Trata-se de um trio cultor de livros, cada qual à sua maneira. Umberto Eco, o mais conhecido deles, além de romancista, filósofo e semiólogo, é um inveterado colecionador desse tipo de bem cultural. Carrière é tambem bibliófilo de carteirinha, além de escritor, dramaturgo e roteirista. Robert Darnton, que já conquistou um lugar na historiografia internacional com uma série de trabalhos a respeito da história da leitura, ocupa hoje o prestigioso cargo de diretor da Biblioteca da Universidade Harvard.
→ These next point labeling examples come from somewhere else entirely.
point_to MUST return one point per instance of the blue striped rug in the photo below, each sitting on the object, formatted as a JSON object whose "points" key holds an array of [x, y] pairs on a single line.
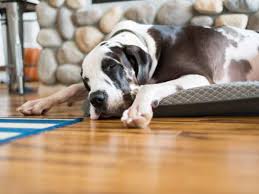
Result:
{"points": [[14, 128]]}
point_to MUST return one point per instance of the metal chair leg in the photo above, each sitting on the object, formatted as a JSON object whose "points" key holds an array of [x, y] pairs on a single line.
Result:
{"points": [[15, 28]]}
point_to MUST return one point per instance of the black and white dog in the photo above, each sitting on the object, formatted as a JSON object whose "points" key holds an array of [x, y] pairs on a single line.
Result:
{"points": [[138, 65]]}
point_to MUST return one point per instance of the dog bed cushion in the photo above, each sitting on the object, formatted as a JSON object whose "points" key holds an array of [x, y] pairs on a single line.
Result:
{"points": [[237, 98]]}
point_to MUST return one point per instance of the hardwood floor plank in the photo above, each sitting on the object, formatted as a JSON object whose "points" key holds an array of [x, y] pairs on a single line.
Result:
{"points": [[205, 155]]}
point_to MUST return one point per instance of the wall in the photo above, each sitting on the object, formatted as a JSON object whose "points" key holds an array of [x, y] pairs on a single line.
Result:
{"points": [[71, 28]]}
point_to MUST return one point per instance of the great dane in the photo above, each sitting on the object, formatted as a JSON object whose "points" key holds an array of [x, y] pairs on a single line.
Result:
{"points": [[138, 65]]}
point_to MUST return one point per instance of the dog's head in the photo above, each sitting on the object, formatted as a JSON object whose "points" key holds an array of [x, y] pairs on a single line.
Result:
{"points": [[112, 73]]}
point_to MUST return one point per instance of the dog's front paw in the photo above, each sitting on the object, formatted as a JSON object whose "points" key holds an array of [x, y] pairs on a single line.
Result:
{"points": [[137, 116], [36, 107]]}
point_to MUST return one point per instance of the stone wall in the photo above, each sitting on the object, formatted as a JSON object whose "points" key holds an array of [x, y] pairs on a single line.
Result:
{"points": [[71, 28]]}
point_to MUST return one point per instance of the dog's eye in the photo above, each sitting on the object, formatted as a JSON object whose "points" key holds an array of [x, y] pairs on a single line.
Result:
{"points": [[85, 81], [110, 66]]}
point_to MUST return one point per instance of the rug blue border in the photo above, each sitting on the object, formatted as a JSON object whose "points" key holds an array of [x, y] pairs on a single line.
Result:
{"points": [[31, 132]]}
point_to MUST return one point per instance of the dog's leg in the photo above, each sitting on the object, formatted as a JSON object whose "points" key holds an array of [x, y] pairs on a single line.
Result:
{"points": [[141, 113], [68, 95]]}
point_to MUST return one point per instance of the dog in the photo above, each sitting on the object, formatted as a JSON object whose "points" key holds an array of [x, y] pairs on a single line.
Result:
{"points": [[138, 65]]}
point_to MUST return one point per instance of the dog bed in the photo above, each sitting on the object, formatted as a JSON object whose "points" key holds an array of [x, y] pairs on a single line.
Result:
{"points": [[237, 98]]}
Vale a pena, portanto, saber o que eles pensam sobre a situação do livro na era dita da informação.
Nas respostas dadas ao entrevistador, os dois primeiros transitam com grande desenvoltura, erudição e bom humor por temas complexos do passado e do presente: as mudanças no hábito de leitura provocadas pela velocidade das transformações técnicas; a rápida e sucessiva obsolescência das novas tecnologias da informação; a memória incontrolável da internet, desprovida de instrumentos condiáveis de filtragem; a tendência atual ao desaparecimento das especialidades ligadas ao estudo dos manuscritos; o papel do livro, dos livreiros e das bibliotecas na história - entre outros assuntos.
Mas o que os inflama mesmo é uma certa aposta na perenidade do livro tal qual o conhecemos desde a Idade Média, ou ainda, desde Gutenberg. Diante da efemeridade de inúmeras tecnologias modernas, segundo o eloquente escritor italiano:
"Das duas uma: ou o livro permanecerá o suporte da leitura, ou existirá alguma coisa similar ao que o livro nunca deixou de ser, mesmo antes da invenção da tipografia. As variações em torno do objeto livro não modificaram sua função, nem sua sintaxe, em mais de quinhentos anos. O livro é como a colher, o martelo, a roda ou a tesoura. Uma vez inventados, não podem ser aprimorados. Você não pode fazer uma colher melhor que uma colher".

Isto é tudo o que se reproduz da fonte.